The American Fire is shown here burning at night in California in August  2013.

The American Fire is shown here burning at night in California in August 2013.

More than 10 million acres of land across the United States were scorched by wildland fires last year — more than any other year on record. Those fires destroyed more than 2,600 homes nationwide and burned nearly one million acres of land in California and Nevada alone. Fighting them, several of which were classified as “megafires” (fires over 100,000 acres), cost the U.S. Forest Service more than $1.7 billion, consuming more than 50-percent of the agency’s total annual budget, according to the NIFC 2015 Wildland Fire Summary and Statistics annual report.

A new research center at the Desert Research Institute (DRI) is aiming to help federal, state, and local agencies reduce those dramatic numbers and better prepare for, understand, and respond to wildland fire causes, processes, and effects.

“Fire science is inherently interdisciplinary,” said Hans Moosmüller, Ph.D., a DRI atmospheric science research professor and director of the new research center. “Combining our broad expertise in operational fire support, fire emissions, fire ecology, and fire hydrology was a logical step to gain a holistic understanding of what is causing more extreme fires, what is happening during and after the fire, and the catastrophic effects we are seeing on our environment and our communities.”

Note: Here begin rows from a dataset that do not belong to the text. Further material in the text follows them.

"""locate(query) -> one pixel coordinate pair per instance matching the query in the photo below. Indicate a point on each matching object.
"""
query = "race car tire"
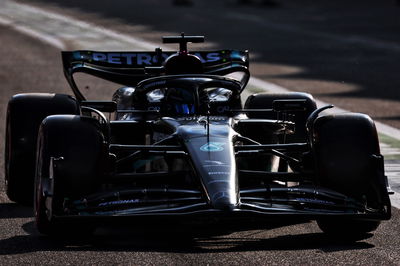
(70, 162)
(265, 101)
(25, 112)
(346, 152)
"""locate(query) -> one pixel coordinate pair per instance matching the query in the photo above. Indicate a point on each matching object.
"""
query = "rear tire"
(25, 112)
(348, 161)
(265, 101)
(76, 145)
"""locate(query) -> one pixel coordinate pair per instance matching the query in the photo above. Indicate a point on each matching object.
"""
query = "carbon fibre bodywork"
(182, 148)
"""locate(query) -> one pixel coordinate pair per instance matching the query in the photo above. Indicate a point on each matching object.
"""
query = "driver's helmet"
(181, 101)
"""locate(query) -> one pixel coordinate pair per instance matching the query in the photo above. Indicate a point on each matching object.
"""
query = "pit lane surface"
(30, 65)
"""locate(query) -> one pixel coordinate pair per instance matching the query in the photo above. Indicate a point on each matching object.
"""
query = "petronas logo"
(212, 146)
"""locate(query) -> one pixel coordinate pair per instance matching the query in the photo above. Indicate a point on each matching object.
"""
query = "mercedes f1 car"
(179, 146)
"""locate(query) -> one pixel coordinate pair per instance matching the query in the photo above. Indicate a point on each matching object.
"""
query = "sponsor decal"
(142, 59)
(118, 202)
(219, 173)
(212, 147)
(315, 201)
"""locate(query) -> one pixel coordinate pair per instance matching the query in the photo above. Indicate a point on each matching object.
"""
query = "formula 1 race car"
(181, 148)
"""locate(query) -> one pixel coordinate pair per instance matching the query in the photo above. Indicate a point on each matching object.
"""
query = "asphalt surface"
(29, 65)
(343, 52)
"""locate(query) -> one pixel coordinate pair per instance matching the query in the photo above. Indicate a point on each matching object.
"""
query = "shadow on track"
(130, 240)
(14, 210)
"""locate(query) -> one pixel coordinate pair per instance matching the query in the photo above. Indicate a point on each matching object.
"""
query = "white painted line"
(367, 42)
(382, 128)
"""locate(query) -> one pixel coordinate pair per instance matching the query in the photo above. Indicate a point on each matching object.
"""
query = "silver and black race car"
(176, 145)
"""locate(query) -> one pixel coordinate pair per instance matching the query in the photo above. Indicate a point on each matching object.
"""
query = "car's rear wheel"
(266, 100)
(348, 161)
(70, 164)
(25, 112)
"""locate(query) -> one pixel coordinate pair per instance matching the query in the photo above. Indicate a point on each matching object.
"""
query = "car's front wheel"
(69, 165)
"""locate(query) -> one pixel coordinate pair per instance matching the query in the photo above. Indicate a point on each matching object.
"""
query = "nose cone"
(223, 201)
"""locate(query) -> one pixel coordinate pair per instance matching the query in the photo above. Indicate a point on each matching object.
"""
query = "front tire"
(25, 112)
(70, 165)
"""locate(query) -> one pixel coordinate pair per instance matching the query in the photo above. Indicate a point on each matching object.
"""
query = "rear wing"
(129, 68)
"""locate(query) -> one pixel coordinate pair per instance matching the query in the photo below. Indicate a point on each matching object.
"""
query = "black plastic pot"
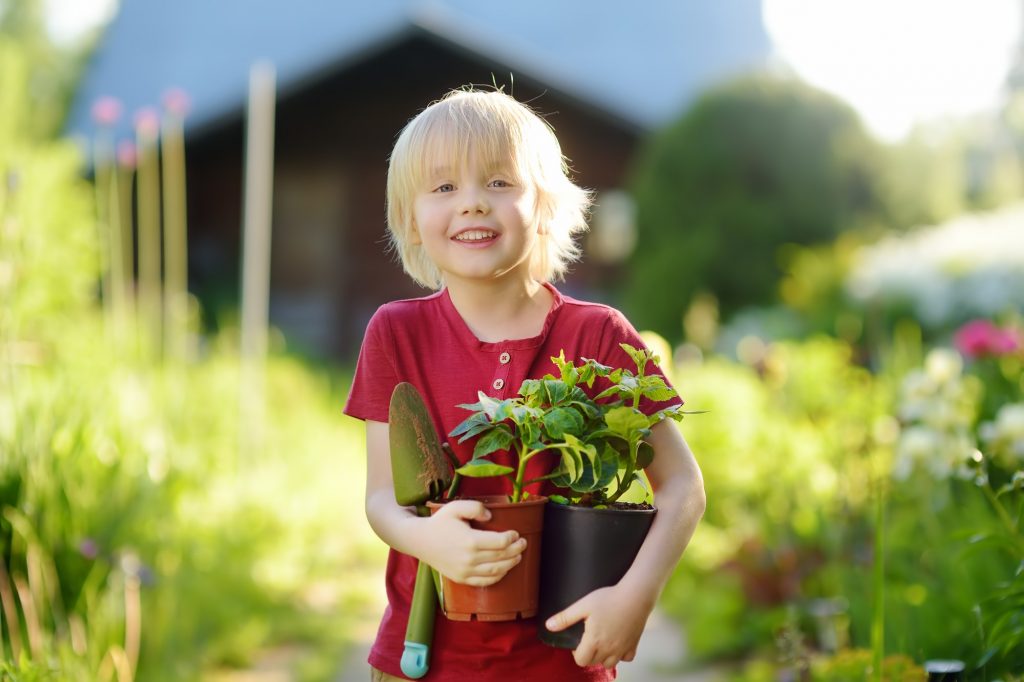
(583, 550)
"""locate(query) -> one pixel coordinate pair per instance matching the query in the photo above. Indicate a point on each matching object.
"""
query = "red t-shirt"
(426, 342)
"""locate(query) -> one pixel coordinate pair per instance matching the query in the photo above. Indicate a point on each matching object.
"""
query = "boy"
(481, 209)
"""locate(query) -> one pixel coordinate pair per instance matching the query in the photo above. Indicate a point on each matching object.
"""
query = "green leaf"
(556, 391)
(645, 455)
(473, 425)
(627, 422)
(560, 421)
(597, 368)
(483, 469)
(654, 388)
(529, 387)
(639, 355)
(499, 438)
(569, 375)
(572, 462)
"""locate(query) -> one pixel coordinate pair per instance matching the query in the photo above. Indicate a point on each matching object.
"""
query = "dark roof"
(640, 62)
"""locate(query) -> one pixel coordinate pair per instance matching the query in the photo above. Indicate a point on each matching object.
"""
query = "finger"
(468, 510)
(488, 540)
(510, 552)
(488, 573)
(584, 654)
(576, 612)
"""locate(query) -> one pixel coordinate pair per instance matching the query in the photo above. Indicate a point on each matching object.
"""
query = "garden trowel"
(421, 471)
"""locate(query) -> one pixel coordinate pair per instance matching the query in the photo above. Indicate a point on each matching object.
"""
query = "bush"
(755, 164)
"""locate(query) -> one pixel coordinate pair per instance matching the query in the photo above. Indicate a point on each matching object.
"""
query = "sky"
(899, 61)
(896, 61)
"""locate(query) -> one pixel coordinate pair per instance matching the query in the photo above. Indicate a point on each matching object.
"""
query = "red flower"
(105, 111)
(981, 338)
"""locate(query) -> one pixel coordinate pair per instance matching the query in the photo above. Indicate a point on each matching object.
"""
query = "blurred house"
(351, 74)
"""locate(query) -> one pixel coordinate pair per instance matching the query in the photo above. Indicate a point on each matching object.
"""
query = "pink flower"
(176, 101)
(981, 338)
(105, 111)
(147, 122)
(127, 156)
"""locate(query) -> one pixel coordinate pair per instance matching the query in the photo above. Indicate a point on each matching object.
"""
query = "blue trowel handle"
(420, 631)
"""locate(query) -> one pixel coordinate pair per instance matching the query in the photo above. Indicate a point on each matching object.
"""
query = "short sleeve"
(617, 330)
(375, 377)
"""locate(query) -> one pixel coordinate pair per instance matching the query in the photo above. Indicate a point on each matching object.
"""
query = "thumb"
(569, 616)
(468, 510)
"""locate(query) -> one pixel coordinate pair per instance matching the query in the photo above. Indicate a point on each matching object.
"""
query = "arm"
(445, 540)
(615, 615)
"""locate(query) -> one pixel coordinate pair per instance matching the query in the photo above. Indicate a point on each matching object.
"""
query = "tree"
(755, 164)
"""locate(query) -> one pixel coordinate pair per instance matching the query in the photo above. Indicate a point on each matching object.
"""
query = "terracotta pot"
(585, 549)
(515, 595)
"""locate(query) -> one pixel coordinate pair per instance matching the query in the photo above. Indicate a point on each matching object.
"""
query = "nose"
(474, 201)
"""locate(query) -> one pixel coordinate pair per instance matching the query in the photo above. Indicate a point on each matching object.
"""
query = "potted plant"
(547, 415)
(591, 538)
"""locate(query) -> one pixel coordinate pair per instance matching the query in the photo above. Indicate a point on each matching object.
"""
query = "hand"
(613, 620)
(464, 554)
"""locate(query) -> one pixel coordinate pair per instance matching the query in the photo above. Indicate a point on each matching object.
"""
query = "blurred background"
(815, 212)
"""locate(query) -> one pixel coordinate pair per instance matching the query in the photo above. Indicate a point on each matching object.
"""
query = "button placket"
(500, 382)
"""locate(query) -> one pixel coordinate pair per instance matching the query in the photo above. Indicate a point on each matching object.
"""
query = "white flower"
(943, 365)
(1010, 422)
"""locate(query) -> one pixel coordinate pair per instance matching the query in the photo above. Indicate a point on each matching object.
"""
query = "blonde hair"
(504, 133)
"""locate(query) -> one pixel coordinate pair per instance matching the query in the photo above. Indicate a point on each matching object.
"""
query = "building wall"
(330, 270)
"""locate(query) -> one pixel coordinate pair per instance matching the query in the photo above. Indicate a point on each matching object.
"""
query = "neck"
(502, 310)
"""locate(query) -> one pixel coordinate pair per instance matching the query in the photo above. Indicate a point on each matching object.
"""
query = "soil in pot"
(585, 549)
(516, 595)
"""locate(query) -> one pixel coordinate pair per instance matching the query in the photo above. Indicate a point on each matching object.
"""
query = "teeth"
(475, 236)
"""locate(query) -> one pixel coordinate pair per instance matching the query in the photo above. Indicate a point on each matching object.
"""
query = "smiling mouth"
(475, 236)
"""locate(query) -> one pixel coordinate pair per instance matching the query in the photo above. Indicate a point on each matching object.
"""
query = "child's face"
(475, 222)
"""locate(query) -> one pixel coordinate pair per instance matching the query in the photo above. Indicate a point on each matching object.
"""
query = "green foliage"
(753, 165)
(548, 414)
(132, 531)
(600, 440)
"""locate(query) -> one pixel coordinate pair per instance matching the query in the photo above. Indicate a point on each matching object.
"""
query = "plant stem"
(627, 479)
(519, 474)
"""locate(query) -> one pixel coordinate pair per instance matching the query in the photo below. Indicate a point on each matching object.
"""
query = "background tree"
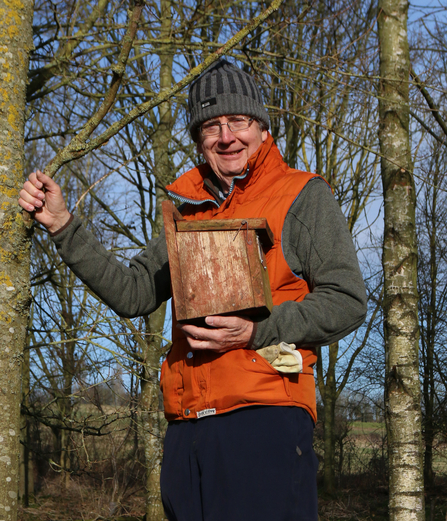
(402, 391)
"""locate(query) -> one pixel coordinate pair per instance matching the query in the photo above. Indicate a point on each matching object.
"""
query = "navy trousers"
(252, 464)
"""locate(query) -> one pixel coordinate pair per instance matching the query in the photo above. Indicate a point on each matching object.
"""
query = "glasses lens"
(239, 124)
(211, 130)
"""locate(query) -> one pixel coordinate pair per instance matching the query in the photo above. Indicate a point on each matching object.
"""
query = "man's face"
(227, 153)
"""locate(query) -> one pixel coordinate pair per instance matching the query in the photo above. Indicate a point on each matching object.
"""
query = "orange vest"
(200, 383)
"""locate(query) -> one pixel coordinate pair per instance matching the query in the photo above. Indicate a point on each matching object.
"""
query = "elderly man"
(239, 441)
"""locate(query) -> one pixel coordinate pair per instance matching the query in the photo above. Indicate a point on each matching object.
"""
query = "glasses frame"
(228, 123)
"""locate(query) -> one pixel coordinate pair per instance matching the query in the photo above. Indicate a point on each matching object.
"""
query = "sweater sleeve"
(318, 247)
(134, 290)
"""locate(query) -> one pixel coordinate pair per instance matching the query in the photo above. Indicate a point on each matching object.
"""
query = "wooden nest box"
(217, 266)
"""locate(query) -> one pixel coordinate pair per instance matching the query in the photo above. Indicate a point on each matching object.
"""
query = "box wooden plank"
(217, 267)
(259, 224)
(205, 271)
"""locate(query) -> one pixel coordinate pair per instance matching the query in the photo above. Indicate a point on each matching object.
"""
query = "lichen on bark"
(15, 43)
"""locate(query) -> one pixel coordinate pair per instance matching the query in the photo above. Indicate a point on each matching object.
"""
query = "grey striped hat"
(221, 90)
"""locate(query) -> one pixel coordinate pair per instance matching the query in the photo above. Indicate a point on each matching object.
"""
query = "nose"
(226, 136)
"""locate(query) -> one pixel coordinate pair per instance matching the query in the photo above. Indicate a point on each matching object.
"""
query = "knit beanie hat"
(221, 90)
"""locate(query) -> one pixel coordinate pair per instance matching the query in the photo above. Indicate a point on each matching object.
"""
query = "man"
(239, 441)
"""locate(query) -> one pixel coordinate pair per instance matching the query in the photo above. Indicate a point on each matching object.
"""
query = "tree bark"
(16, 42)
(402, 387)
(150, 387)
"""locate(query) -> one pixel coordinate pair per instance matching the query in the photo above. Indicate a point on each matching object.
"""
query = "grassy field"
(362, 493)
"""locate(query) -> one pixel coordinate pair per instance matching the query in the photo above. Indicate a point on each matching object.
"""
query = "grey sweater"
(317, 246)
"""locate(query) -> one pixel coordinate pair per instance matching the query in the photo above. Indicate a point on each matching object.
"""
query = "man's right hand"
(49, 206)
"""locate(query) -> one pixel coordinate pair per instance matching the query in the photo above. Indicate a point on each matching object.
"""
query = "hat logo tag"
(208, 103)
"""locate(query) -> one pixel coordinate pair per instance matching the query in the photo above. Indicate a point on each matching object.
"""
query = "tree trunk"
(150, 389)
(26, 481)
(328, 392)
(16, 41)
(402, 387)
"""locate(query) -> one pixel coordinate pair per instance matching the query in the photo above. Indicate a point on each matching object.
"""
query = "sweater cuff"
(66, 225)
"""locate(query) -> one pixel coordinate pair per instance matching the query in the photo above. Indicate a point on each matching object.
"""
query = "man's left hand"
(226, 333)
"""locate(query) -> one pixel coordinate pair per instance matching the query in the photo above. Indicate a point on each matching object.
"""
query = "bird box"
(217, 267)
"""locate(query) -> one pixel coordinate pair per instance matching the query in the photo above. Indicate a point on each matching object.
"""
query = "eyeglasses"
(237, 124)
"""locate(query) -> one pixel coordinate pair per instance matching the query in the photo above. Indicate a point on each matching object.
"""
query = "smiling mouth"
(233, 153)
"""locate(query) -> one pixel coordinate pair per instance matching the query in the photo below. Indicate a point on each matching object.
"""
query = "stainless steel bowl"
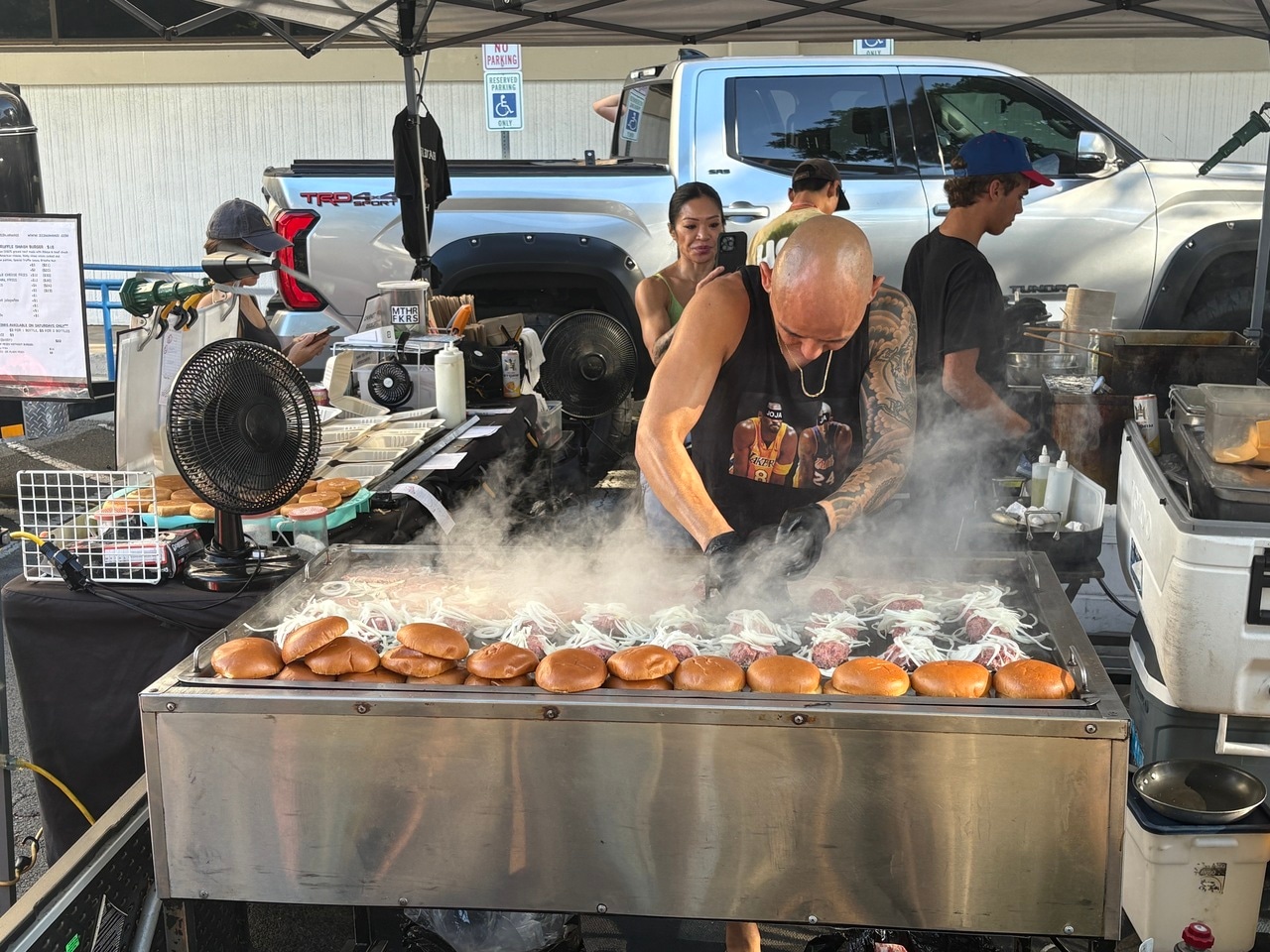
(1199, 791)
(1025, 370)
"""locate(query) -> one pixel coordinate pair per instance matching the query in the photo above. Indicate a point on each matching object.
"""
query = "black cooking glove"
(799, 539)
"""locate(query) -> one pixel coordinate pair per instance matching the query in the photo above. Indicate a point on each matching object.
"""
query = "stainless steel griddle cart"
(988, 815)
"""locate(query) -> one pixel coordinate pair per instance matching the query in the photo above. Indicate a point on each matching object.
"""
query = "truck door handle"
(744, 209)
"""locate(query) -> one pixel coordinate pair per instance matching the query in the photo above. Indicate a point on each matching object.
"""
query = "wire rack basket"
(99, 516)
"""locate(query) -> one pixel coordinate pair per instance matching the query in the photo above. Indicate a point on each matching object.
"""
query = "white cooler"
(1176, 874)
(1203, 589)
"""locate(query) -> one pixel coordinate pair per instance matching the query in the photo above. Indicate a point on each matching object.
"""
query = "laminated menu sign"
(44, 331)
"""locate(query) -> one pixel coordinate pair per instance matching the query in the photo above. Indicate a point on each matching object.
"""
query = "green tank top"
(674, 308)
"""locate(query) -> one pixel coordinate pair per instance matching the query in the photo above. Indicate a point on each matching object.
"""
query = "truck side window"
(643, 127)
(964, 107)
(779, 121)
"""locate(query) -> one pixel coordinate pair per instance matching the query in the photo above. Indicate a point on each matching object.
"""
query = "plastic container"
(451, 386)
(1237, 422)
(1058, 488)
(1198, 581)
(1176, 874)
(1040, 477)
(1167, 733)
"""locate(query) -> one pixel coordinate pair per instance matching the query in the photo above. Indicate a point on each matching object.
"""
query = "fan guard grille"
(588, 363)
(243, 426)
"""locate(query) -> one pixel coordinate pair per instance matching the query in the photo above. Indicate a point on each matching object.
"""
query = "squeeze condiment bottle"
(1058, 488)
(451, 386)
(1040, 476)
(1197, 937)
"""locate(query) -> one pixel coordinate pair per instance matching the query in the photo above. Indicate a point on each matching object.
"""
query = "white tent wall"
(145, 151)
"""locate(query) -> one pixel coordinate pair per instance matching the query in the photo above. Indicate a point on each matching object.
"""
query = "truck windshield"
(644, 123)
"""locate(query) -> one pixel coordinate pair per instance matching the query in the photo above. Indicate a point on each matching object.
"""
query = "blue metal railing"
(107, 291)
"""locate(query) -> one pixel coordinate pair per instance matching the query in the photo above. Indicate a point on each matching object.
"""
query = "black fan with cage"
(244, 433)
(588, 363)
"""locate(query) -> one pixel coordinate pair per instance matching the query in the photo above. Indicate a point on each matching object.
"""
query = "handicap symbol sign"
(504, 108)
(504, 105)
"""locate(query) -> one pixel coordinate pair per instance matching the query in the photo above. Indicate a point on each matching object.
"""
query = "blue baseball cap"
(997, 154)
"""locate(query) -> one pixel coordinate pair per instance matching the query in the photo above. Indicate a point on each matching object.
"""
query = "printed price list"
(42, 322)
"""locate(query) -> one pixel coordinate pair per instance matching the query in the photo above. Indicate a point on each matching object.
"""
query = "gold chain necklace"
(824, 385)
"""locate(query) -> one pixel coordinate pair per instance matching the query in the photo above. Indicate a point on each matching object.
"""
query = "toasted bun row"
(430, 654)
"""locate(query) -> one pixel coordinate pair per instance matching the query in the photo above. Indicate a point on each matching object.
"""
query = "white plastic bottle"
(1040, 476)
(451, 386)
(1058, 488)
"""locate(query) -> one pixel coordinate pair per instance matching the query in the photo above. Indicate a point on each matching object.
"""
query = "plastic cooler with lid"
(1178, 874)
(1202, 585)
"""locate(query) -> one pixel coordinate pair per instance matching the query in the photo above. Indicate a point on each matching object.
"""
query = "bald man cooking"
(783, 341)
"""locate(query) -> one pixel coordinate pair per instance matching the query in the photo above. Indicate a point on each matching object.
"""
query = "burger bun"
(1032, 678)
(870, 676)
(708, 673)
(571, 670)
(952, 679)
(643, 662)
(246, 658)
(784, 674)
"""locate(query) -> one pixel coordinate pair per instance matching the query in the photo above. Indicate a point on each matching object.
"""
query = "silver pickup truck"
(547, 238)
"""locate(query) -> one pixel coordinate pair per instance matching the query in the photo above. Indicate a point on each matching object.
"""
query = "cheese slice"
(1242, 452)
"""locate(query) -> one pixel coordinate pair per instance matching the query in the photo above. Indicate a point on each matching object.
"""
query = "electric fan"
(588, 365)
(244, 433)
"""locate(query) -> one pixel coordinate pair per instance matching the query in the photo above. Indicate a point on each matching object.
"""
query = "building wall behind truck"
(144, 150)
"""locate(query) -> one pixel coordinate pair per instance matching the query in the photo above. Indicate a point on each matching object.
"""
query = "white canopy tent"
(441, 23)
(416, 27)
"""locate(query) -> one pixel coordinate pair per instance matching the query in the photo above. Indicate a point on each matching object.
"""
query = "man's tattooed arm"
(888, 398)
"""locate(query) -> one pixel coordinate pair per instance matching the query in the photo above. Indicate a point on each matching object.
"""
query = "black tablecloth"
(79, 662)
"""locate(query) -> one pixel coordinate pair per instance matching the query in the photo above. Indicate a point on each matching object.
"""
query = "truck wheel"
(1228, 308)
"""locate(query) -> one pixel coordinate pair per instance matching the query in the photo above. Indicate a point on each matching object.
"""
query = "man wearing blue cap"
(960, 313)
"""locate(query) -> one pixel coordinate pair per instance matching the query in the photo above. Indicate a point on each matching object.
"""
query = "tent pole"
(1259, 275)
(412, 107)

In addition, Moosmüller explained, because climate change is increasing the frequency and spatial and seasonal extent of fires, building upon DRI’s extensive climate change research will allow faculty and students to respond to the increasing need for bridging basic research and operational support, yielding solution-oriented science.

The initial focus of DRI’s new Wildland Fire Science Center (WFSC) will be on multidisciplinary research activities in the United States.

As the center establishes a strong domestic portfolio of funded projects and research collaborations, DRI faculty plan to expand globally, working with their international colleagues and partner organizations to research wildfire prone areas including high latitude and altitude (boreal and alpine) regions, Amazon, sub-Saharan Africa, Southeast Asia, and Australia.

The new research center will also support the availability and development of advanced technologies and tools needed for better fire science and management, including unmanned aircraft systems (UAS) and satellite remote sensing, as well the Institute’s unique biomass burning facilities and ecosystem laboratories.